(Room: South America
, World Forum
, The Hague)
- 9:00-9:15 Welcome (chair: Jose)
- 9:15-10:15 Invited speaker 1: Katja Hofmann
- 10:15-10:30 ***Morning break***
- 10:30-12:30 Morning paper session (chair: Claes)
- 12:30-14:00 ***Lunch***
- 14:00-15:00 Invited speaker 2: Julian Togelius (chair: Claes)
- 15:00-16:00 Afternoon paper session (chair: Jordi/Ricardo)
- 16:00-16:15 ***Afternoon break***
- 16:15-17:00 Panel: "How to Benchmark Gradual and Guided Learning: Designing the Right Learning Tasks to Teach the Right Skills"
- 17:00-17:30 Demo: Martin Poliak: "GoodAI's School for AI and AI Roadmap Institute"
- 17:30-18:00 Open discussion: research challenges, continuation, future initiatives, journal issue(s)
- "Project Malmo: enabling AI experimentation in Minecraft"
Katja Hofmann, Microsoft Research, Cambridge, UK.
Abstract: As research and technological development in artificial intelligence progress, questions around AI evaluation become more pressing. How can we evaluate and compare a wide range of competing or complementary AI techniques? How can we ensure that experiments can be replicated - ensuring the long-term success of our research field? And how can we make sure that what we measure in some way reflects "intelligence"?
In this talk I present Project Malmo, which enables AI experimentation on top of the computer game Minecraft. I outline the capabilities of this platform, and how it can facilitate new approaches to AI evaluation.
- Games as test-beds for AI methods and the GVG competition
Julian Togelius, New York University, NY, USA.
Abstract: Artificial General Intelligence is not about performing a single task well, but performing a very large amount of tasks well - in particular tasks the agent has never seen before. Games are extremely well-suited to benchmark AI, because of their speed and accessibility and because they are in effect designed to test human cognitive capacities. This applies to video games as well as board games, with the difference that video games require more diverse skills to play well. I will compare three different general game playing frameworks: the General Game Playing Competition, the Arcade Learning Environment, and the General Video Game AI Competition (GVGAI). I will go into some depth about GVGAI and explain why I think it is the best existing benchmark for Artificial General Intelligence, how we plan to make it better and how you can use it in your research.
"How to Benchmark Gradual and Guided Learning: Designing the Right Learning Tasks to Teach the Right Skills""
Each panel member will have about 3-5 min. to say a few words about the general panel topic and then we will allow the audience to participate and ask questions to the panel.
Call for Papers
The aim of this workshop is to bring to bear on the expertise of a diverse set of researchers to progress in the evaluation of general purpose AI systems. Up to now, most AI systems are tested on specific tasks. However, to be considered truly intelligent, a system should exhibit enough flexibility to be able to learn how to perform a wide variety of tasks, some of which may not be known until after the system is deployed. This workshop will examine formalisations, methodologies and test benches for evaluating the numerous aspects of this type of general AI systems. More specifically, we are interested in theoretical or experimental research focused on the development of concepts, tools and clear metrics to characterise and measure the intelligence, and other cognitive abilities, of general AI agents.

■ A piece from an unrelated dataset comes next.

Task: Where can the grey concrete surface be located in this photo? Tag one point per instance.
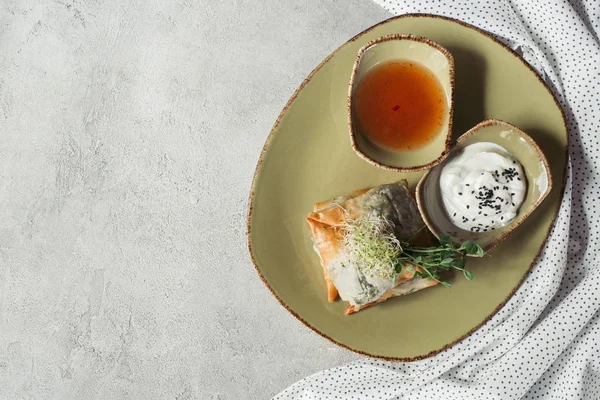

We are interested in questions such as: Can the various tasks and benchmarks in AI provide a general basis for evaluation and comparison of a broad range of such systems?, Can there be a theory of tasks, or cognitive abilities, that enables a more direct comparison and characterisation of AI systems? How much does the specificity of an AI agent relate to how fast it can approach the optimal performance?
We welcome regular papers, demo papers about benchmarks or tools, and position papers, and encourage discussions over a broad list of topics (not exhaustive):
- Analysis and comparisons of AI benchmarks and competitions. Lessons learnt.
- Proposals for new general tasks, evaluation environments, workbenches and general AI development platforms.
- Theoretical or experimental accounts of the space of tasks, abilities and their dependencies.
- Evaluation of development in robotics and other autonomous agents, and cumulative learning in general learning systems.
- Tasks and methods for evaluating: transfer learning, cognitive growth, structural self-modification and self-programming.
- Evaluation of social, verbal and other general abilities in multi-agent systems, video games and artificial social ecosystems.
- Evaluation of autonomous systems: cognitive architectures and multi-agent systems versus general components: machine learning techniques, SAT solvers, planners, etc.
- Unified theories for evaluating intelligence and other cognitive abilities, independently of the kind of subject (humans, animals or machines): universal psychometrics.
- Analysis of reward aggregation and utility functions, environment properties (Markov, ergodic, etc.) in the characterisation of reinforcement learning tasks.
- Methods supporting automatic generation of tasks and problems with systematically introduced variations.
- Better understanding of the characterisation of task requirements and difficulty (energy, time, trials needed..), beyond algorithmic complexity.
- Evaluation of AI systems using generalised cognitive tests for humans. Computer models taking IQ tests. Psychometric AI.
- Application of (algorithmic) information theory, game theory, theoretical cognition and theoretical evolution for the definition of metrics of cognitive abilities.
- Adaptation of evaluation tools from comparative psychology and psychometrics to AI: item response theory, adaptive testing, hierarchical factor analysis.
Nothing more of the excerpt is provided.